UK Teachers to Strike Over Student Behavior as Exams Loom

Secondary school educators across the United Kingdom are set to go on strike over growing concerns about student behavior and discipline issues, just as major GCSE and A-Level exams approach. The planned industrial action by teaching staff is part of a wider series of strikes expected to cause significant disruptions nationwide in the coming month, with railway workers, hospital personnel, national rail, and airport employees also participating in walkouts.

Teachers say the strikes are a response to the failure of school leadership and the government to adequately address worsening student behavior and classroom management challenges, which they argue are hindering their ability to effectively prepare students for the critical upcoming exams. The National Education Union (NEU) stated that 60 of its members at St Edward's College in West Derby, Liverpool will take part in the strikes after negotiations with the school's management broke down last week.

The school, which received a negative Ofsted report last year, said it recognizes the staff's right to strike but expressed concerns about the potential impact on students, especially those in exam years. The school's principal is set to step down at the end of the academic year. The NEU maintains that the school's handling of poor behavior and staff safety has been insufficient, despite efforts to resolve the issues.

Why this matters: The teachers' strike highlights the growing crisis of student behavior and violence in UK schools, with a record number of suspensions and incidents involving weapons reported. The disruptions come at a critical time for students preparing for major exams, raising concerns about the long-term impact on their academic performance and well-being.

The planned strikes at St Edward's College are just one example of the growing unrest among teachers nationwide. Educators have been grappling with an increase in poor student behavior and violence in recent years, with a rise in school suspensions and permanent exclusions.
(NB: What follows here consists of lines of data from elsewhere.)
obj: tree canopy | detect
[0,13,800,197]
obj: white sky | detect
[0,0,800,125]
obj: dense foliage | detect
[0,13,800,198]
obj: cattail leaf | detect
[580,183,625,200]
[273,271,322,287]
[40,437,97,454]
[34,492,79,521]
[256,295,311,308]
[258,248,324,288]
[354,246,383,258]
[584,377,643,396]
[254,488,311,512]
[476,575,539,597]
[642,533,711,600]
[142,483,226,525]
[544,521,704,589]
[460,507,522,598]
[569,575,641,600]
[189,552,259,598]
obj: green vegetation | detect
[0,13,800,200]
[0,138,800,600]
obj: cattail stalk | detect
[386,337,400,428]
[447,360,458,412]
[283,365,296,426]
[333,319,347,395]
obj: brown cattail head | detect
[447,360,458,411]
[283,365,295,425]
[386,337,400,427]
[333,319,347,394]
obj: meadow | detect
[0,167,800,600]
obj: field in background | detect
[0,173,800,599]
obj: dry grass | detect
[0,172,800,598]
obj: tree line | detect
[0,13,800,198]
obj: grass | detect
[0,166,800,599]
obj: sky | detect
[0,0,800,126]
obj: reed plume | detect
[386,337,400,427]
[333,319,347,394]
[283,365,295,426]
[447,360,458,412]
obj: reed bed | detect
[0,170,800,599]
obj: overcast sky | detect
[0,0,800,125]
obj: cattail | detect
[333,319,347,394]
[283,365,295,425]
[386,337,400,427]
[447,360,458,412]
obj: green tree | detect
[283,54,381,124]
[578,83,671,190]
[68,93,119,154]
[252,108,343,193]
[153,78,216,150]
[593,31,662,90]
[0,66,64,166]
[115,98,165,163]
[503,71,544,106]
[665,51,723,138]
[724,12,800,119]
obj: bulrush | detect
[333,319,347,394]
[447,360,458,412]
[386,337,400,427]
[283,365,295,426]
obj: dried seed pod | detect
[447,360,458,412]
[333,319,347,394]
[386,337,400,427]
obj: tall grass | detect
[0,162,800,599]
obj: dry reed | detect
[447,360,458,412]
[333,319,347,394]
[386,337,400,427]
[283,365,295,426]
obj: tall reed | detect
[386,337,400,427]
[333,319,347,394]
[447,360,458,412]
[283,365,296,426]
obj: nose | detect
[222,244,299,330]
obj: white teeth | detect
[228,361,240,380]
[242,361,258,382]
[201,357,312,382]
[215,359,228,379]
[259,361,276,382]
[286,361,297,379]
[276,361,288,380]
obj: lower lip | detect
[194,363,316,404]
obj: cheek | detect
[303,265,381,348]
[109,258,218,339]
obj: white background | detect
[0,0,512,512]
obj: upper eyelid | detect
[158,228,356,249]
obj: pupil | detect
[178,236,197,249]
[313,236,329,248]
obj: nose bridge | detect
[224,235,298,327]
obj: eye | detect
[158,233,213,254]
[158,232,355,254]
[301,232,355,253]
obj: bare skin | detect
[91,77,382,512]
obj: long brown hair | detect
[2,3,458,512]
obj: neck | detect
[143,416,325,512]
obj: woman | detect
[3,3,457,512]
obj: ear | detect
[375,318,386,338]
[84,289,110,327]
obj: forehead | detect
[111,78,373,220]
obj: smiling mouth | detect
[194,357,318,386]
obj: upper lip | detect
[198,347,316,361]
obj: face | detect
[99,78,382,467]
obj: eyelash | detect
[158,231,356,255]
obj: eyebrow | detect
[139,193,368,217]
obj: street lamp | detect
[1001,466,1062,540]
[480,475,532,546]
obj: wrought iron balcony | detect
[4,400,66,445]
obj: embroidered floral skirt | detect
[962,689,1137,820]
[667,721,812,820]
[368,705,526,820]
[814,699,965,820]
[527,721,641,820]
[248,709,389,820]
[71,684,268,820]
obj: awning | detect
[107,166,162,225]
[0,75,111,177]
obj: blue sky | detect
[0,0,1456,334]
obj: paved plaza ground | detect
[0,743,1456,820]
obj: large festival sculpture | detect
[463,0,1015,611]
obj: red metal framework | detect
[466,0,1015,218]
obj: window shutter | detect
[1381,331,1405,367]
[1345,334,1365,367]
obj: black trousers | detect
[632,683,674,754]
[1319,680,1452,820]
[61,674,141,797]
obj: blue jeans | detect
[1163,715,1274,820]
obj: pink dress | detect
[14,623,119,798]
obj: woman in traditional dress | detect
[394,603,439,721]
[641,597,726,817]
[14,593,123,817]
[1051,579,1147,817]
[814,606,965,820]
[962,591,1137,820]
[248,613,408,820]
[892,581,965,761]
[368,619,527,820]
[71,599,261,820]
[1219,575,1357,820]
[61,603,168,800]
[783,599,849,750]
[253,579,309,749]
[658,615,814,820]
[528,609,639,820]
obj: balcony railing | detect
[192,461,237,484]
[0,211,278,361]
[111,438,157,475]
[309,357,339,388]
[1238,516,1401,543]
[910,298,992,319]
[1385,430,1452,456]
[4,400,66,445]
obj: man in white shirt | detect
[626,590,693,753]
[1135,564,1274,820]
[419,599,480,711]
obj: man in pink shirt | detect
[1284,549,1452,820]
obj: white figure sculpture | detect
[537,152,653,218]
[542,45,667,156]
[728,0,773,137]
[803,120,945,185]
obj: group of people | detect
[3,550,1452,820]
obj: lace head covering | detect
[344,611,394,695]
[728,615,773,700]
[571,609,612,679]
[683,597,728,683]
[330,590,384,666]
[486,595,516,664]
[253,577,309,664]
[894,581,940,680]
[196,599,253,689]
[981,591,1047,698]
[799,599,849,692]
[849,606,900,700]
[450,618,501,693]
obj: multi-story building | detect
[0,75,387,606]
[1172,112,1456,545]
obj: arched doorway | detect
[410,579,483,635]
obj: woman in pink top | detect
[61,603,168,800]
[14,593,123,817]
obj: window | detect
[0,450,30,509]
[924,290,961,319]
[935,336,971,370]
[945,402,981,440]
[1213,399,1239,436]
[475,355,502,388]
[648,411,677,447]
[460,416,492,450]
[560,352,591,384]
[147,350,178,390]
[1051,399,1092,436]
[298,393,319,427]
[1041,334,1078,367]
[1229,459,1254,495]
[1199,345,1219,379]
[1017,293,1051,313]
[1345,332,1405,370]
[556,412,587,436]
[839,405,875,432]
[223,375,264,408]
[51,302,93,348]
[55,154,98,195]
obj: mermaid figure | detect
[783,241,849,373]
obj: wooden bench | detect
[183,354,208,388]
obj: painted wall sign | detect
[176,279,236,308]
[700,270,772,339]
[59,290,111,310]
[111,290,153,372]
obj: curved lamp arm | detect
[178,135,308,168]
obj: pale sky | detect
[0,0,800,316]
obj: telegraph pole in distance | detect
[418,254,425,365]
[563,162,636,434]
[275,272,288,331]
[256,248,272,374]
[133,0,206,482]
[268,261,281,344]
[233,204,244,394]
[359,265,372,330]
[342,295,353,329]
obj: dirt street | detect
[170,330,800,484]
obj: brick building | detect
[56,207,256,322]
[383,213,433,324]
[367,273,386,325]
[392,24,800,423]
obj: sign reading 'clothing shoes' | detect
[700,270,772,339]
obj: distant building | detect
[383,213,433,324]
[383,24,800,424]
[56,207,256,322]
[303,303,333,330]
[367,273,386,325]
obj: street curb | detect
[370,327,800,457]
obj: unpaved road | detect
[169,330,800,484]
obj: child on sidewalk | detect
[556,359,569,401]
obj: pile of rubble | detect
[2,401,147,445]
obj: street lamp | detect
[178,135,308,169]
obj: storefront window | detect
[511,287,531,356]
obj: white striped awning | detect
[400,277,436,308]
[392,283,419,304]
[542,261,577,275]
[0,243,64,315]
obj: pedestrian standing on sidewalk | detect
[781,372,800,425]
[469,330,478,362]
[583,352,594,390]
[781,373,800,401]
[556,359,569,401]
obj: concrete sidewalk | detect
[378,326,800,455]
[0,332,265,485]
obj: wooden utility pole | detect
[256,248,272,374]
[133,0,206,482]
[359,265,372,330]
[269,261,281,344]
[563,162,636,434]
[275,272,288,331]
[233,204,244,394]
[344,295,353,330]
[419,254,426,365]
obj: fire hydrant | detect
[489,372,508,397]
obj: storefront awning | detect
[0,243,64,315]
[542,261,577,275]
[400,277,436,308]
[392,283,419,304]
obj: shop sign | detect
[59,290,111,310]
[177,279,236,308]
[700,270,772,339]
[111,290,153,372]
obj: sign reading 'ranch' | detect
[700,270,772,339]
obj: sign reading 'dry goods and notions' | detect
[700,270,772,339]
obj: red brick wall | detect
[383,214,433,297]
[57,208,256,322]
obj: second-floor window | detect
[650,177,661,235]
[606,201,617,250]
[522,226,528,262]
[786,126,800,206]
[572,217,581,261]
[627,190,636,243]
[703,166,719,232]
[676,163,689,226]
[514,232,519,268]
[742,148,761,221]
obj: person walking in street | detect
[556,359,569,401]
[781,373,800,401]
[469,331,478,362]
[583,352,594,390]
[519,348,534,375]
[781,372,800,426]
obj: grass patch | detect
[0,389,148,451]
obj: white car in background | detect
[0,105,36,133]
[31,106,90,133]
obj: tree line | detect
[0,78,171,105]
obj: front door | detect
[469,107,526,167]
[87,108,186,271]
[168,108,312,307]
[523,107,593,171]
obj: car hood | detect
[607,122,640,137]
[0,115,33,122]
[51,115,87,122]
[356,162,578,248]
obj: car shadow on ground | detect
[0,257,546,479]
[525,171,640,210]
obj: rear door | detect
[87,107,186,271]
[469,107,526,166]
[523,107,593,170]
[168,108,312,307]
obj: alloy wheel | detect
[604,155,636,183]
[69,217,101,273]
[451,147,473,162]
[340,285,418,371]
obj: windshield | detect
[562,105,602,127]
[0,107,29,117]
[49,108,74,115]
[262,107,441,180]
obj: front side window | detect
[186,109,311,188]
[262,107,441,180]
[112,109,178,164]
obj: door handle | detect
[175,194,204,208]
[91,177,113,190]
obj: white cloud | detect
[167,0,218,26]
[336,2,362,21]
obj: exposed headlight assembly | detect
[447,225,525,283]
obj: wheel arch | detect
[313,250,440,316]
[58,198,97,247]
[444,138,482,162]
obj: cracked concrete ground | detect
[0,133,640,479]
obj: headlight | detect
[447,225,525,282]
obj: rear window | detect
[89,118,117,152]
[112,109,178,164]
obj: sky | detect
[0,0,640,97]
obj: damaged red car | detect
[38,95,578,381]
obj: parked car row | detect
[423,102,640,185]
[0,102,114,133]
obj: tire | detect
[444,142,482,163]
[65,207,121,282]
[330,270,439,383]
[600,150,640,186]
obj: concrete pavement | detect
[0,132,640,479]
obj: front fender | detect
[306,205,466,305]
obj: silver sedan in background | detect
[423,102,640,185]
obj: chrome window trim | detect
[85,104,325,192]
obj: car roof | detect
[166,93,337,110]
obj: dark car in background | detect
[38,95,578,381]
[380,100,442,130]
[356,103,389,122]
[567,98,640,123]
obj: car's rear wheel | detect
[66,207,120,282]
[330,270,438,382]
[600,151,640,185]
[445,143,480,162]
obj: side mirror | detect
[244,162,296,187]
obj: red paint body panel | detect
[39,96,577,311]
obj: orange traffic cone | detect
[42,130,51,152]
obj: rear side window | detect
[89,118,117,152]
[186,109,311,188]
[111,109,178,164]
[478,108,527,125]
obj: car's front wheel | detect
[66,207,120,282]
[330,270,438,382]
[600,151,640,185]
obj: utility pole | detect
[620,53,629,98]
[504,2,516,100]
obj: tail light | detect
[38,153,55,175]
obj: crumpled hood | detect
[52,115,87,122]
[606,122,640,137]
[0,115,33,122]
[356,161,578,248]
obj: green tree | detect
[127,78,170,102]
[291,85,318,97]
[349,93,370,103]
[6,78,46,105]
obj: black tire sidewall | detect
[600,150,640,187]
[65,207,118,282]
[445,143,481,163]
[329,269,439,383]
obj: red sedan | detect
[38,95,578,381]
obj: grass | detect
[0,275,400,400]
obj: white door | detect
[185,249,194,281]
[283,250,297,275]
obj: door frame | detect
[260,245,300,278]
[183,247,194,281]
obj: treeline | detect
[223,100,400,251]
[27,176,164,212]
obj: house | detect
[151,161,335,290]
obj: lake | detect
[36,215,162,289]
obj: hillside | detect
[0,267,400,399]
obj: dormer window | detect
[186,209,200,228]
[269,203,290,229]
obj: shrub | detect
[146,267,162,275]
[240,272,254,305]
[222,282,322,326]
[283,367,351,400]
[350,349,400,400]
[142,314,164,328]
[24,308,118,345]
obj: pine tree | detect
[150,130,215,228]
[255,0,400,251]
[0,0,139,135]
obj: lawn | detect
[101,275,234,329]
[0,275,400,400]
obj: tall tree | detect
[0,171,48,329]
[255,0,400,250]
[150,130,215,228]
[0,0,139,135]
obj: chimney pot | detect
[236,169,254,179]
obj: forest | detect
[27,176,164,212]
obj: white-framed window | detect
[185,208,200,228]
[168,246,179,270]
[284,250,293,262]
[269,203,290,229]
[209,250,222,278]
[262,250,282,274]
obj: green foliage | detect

In a tragic incident earlier this year, two teachers and a pupil were stabbed at a school in Wales, underscoring the severity of the safety concerns in educational settings.

Teaching unions have warned that the situation has deteriorated, with some teachers even discussing the need for protective equipment such as stab vests and body cameras. Government data reveals a record number of school suspensions in England, and previous investigations have uncovered thousands of incidents involving weapons on school premises.

Experts and school officials have expressed alarm about the changing dynamics in schools. One long-serving school governor stated, "A teacher's job is very dangerous. Times have changed compared to the past when teachers were more respected and feared by students."

The strikes are expected to compound the challenges faced by students and families during an already difficult exam season. Teachers have reported spending an average of 6.5 hours per week addressing absent students, with over half saying that the rest of the class also suffers as a result. Reasons for the absences include anxiety, poor mental health, bullying, and lack of support for students with additional educational needs.

The COVID-19 pandemic has also contributed to the problem, with some students falling behind and losing motivation to attend school. Additionally, cost-of-living pressures on parents have made it harder for them to provide uniforms or equipment. To encourage attendance, some dedicated teachers have gone above and beyond, such as visiting students' homes or offering extra tuition.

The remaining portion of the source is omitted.